Opening night at the Palais theatre served up a tasting platter showcasing the house specialities of a short film festival. There was the fast-paced-short-with-a-punchline, shots cascading into each other like a row of falling dominoes (Chopper). The gleefully offensive animation with the redeeming ‘awwww’ ending (The video dating tape of Desmondo Ray, aged 33 & ¾). The as-seen-on-Rage-at-3 am music videos and the shorts that read like an episode from a grander dream project (Test drive). Eleanor Wilson’s Possum stayed with me on the long march toward the after party, primarily because of its distinctive visual density.
![Possum Still](http://chrismcauliffe.com.au/wp-content/uploads/2014/05/Possum-still-300x178.jpg)
‘Possum’, 2013, dir, Eleanor Wilson, 17 min.
Low budget shorts can have a diluted, washed-out feel; art direction takes a back seat, locations are selected opportunistically, lighting lacks subtlety. The rhythm of a script can skew towards speed-dating; slow builds or carefully orchestrated shifts in pace are an unaffordable luxury.
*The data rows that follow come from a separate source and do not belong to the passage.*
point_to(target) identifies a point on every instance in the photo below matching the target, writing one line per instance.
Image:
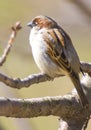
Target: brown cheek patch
(60, 37)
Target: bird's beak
(30, 24)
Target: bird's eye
(35, 23)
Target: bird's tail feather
(76, 81)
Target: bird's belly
(45, 63)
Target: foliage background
(74, 18)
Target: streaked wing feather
(56, 49)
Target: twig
(10, 42)
(35, 78)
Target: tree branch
(35, 78)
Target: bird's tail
(76, 81)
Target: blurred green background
(75, 17)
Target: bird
(54, 53)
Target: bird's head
(42, 22)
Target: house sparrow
(54, 53)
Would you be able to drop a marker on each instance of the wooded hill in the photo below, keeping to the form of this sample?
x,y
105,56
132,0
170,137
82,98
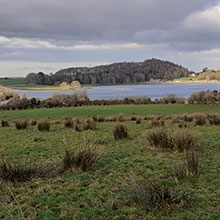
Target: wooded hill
x,y
113,74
While I can’t say I liked Possum, Wilson gave every shot a sense of gravitas. An otherwise familiar ‘true love travels on gravel road’ narrative was tightly packed with material and sensate detail. Mood was condensed into the textures of a bourgeois interior (designer casual, carefully comfortable) and an upstate New York landscape (lush, but never picturesque).
Everyone recognizes the spirit of the short film—snappy, smart-arse, determined to nail it. It’s the grain of the short film that needs more attention.